La columna Túpac Amaru del MIR comandada por Guillermo Lobatón duró unos cinco meses más que la que tenía su cuartel general en Mesa Pelada. Como había ocurrido con Luis de la Puente, Paúl Escobar y los miristas que perecieron en el valle de La Convención, tampoco el Ejército dio precisiones sobre la manera como aniquiló a todos los miembros de esa guerrilla. A lo largo de todo el segundo semestre de 1965, ayudados por los ashaninka del Gran Pajonal, Lobatón y sus compañeros estuvieron eludiendo la persecución de las fuerzas especiales del Ejército que se movilizaban en helicópteros y por tierra y escarmentaban con ferocidad a los caseríos indígenas que los escondían y alimentaban. Al final, la columna en ruinas, doce hombres destrozados por los mosquitos, la fatiga y las enfermedades, el 7 de enero de 1966 cayó en las cercanías del río Sotziqui. ¿Murieron en combate o los capturaron vivos y ejecutaron? Nunca se encontraron sus tumbas. Según rumores inverificables, Lobatón y su segundo fueron subidos a un helicóptero y arrojados a la selva para que los animales desaparecieran sus cadáveres. La compañera francesa de Lobatón, Jacqueline, intentó a lo largo de varios años, a través de campañas en el Perú y en el extranjero, que el gobierno revelara dónde estaban las tumbas de los alzados de esa guerrilla efímera, sin conseguirlo. ¿Hubo sobrevivientes? ¿Llevaban una existencia clandestina en ese Perú convulsionado y dividido de los últimos tiempos de Belaunde Terry? Yo, mientras poquito a poquito me reponía de la desaparición de la niña mala, seguía aquellos lejanos sucesos a través de las cartas del tío Ataúlfo. Lo notaba cada vez más pesimista sobre la posibilidad de que no se desplomara la democracia en el Perú. «Los mismos militares que derrotaron a las guerrillas se preparan ahora para derrotar al Estado de Derecho y dar otro cuartelazo», me aseguraba.

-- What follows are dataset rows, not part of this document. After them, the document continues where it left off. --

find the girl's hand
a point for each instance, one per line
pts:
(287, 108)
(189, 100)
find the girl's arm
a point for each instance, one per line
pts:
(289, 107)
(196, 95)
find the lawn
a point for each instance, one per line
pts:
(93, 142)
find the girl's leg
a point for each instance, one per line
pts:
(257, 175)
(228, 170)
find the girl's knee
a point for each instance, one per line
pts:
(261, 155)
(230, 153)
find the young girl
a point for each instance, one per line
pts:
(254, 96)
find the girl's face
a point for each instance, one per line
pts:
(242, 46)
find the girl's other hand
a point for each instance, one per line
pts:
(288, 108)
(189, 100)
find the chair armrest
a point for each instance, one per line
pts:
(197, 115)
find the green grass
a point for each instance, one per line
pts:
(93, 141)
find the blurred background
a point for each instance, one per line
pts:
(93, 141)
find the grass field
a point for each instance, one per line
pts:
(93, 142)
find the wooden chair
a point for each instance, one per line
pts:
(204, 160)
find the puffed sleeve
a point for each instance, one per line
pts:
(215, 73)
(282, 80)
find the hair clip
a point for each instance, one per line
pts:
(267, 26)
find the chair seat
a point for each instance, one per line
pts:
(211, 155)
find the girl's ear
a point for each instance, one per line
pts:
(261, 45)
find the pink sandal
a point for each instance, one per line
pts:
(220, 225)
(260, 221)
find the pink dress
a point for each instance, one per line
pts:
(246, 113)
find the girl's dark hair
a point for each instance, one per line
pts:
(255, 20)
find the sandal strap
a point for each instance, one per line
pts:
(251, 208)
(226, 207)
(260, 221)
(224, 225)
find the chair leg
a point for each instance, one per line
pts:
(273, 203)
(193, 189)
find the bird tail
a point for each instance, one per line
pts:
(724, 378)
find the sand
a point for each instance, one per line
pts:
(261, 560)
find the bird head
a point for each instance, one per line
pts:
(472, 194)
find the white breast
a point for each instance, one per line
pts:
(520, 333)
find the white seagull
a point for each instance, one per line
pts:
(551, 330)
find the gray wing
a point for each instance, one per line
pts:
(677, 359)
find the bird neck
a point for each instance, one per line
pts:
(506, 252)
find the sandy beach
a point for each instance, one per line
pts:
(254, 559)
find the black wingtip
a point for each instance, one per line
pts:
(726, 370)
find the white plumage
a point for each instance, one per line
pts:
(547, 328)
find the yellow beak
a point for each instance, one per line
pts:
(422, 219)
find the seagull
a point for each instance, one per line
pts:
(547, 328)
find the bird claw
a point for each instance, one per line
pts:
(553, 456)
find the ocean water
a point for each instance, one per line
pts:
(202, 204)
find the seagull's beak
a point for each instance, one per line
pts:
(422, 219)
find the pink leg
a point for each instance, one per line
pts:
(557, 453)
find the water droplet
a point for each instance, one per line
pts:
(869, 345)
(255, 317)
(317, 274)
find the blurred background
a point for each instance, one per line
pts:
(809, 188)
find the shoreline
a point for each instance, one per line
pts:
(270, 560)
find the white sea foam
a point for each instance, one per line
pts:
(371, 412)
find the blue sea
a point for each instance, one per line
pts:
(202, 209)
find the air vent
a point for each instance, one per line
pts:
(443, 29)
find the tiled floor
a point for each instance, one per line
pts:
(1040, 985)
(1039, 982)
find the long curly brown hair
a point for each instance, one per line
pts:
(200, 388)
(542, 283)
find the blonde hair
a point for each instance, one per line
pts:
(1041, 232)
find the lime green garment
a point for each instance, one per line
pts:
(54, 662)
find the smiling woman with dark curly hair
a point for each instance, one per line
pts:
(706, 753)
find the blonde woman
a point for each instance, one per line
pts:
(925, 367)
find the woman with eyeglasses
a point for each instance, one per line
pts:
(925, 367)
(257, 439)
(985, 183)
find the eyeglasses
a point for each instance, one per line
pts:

Un buen día, de la manera más inesperada, me di de bruces en Alemania con un sobreviviente de Mesa Pelada: nada menos que Alfonso el Espiritista, aquel muchacho enviado a París por un grupo teosófico de Lima al que el gordo Paúl arrebató a los espíritus y a la ultratumba para hacer de él un guerrillero. Yo estaba en Frankfurt, trabajando en una conferencia internacional sobre comunicaciones; y, en un descanso, escapé a un almacén a hacer unas compras. Junto a la caja, alguien me cogió del brazo. Lo reconocí al instante. En los cuatro años que no lo veía había engordado y se había dejado el pelo muy largo -la nueva moda en Europa-, pero su cara blancona, de expresión reservada y algo triste, era la misma. Estaba en Alemania desde hacía unos meses. Había obtenido el estatuto de refugiado político y vivía con una chica de Frankfurt a la que había conocido en París, en los tiempos de Paúl. Fuimos a tomar un café en la misma cafetería del almacén, llena de señoras con niños regordetes y atendida por turcos.